Il serait inéquitable que les sociétés Nextenergies et XL Insurance Company SE supportent leurs frais irrépétibles.
Le jugement sera infirmé en ce qu’il les a déboutées de leur demande au titre de l’article 700 du code de procédure civile.
La société Generali IARD et la coopérative Isigny Sainte-Mère seront condamnées in solidum à leur payer la somme de 5.000 euros au titre de l’article 700 du code de procédure civile et seront condamnées in solidum aux dépens.

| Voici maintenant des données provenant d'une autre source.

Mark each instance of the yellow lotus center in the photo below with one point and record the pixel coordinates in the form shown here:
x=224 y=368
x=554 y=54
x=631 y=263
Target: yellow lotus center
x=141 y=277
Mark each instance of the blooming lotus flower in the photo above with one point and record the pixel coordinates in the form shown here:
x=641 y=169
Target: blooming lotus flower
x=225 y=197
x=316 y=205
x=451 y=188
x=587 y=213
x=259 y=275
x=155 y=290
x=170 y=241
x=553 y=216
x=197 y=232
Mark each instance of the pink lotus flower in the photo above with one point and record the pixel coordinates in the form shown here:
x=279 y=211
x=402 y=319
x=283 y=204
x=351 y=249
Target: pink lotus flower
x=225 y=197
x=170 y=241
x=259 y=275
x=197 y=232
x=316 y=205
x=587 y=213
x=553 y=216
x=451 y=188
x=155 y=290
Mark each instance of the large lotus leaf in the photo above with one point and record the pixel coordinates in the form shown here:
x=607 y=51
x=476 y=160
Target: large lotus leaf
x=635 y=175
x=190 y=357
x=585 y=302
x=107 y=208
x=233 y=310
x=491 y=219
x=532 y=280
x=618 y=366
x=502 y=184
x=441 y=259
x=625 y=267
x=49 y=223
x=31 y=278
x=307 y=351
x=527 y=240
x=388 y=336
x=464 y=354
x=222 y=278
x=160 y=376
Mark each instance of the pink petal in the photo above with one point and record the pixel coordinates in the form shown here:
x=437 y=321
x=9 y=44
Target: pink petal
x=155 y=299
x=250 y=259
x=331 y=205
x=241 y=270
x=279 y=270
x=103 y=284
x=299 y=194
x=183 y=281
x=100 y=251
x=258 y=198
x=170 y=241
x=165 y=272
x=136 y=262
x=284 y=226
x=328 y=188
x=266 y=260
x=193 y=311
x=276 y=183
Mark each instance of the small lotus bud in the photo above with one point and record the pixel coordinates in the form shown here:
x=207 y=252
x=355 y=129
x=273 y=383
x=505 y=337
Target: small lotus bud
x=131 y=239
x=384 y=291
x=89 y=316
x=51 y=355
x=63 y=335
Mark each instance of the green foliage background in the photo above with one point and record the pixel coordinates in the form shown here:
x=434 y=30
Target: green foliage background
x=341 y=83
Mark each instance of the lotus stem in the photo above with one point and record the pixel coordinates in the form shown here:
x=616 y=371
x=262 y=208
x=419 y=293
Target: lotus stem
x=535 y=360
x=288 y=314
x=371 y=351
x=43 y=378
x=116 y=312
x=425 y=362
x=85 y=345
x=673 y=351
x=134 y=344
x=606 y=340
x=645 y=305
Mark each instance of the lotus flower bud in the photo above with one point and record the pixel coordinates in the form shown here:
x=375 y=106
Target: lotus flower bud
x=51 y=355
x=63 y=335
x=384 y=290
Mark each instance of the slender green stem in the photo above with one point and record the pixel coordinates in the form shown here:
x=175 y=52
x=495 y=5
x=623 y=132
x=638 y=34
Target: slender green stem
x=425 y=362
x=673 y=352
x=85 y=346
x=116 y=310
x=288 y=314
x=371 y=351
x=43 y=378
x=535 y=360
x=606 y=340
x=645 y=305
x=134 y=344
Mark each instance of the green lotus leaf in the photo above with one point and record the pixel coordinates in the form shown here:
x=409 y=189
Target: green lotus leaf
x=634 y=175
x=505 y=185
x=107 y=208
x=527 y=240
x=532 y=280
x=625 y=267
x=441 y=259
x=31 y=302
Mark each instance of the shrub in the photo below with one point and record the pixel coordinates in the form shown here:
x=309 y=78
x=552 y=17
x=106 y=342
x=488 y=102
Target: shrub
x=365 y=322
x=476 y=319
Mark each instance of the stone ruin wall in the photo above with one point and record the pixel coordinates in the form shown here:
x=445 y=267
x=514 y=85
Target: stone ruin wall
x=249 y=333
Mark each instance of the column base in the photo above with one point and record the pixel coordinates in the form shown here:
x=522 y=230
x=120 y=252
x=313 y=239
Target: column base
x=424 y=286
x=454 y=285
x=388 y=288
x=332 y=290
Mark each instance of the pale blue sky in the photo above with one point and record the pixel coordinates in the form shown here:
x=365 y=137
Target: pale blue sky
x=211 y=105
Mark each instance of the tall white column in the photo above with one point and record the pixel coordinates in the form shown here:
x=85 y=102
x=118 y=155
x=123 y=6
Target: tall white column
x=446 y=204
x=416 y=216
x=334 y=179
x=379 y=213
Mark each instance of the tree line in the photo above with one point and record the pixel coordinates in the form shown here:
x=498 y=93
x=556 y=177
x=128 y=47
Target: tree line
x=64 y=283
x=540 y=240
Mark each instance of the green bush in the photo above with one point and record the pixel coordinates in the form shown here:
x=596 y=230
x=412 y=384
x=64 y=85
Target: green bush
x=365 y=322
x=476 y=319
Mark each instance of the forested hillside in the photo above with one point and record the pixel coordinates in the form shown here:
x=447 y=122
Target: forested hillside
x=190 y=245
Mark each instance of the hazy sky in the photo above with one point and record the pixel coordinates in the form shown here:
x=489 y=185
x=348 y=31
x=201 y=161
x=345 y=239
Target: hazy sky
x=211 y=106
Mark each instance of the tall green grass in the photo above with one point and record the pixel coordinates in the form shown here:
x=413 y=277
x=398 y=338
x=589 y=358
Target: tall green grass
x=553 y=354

Elles seront déboutées de leur demande formée au titre de l’indemnité de procédure.
PAR CES MOTIFS
La cour, statuant publiquement, par arrêt contradictoire, mis à disposition au greffe ;
Juge irrecevable l’exception de nullité de l’assignation délivrée par la société Generali IARD à l’encontre de la société XL Insurance Company SE soulevée par les sociétés Nextenergies et XL Insurance Company SE ;
Juge recevable l’action engagée par la société Generali IARD à l’encontre de la société XL Insurance Company SE ;
Confirme le jugement entrepris dans les limites de l’appel sauf en ce qu’il a débouté les sociétés Nextenergies et XL Insurance Company SE de leur demande fondée sur l’article 700 du code de procédure civile ;
Statuant à nouveau et y ajoutant ;
Condamne in solidum La société Generali IARD et la coopérative Isigny Sainte-Mère à payer aux sociétés Nextenergies et XL Insurance Company SE, unies d’intérêt, la somme de 5.000 euros au titre de l’article 700 du code de procédure civile ;
Déboute la société Generali IARD et la coopérative Isigny Sainte-Mère de leur demande d’indemnité de procédure ;
Condamne in solidum la société Generali IARD et la coopérative Isigny Sainte-Mère aux dépens d’appel.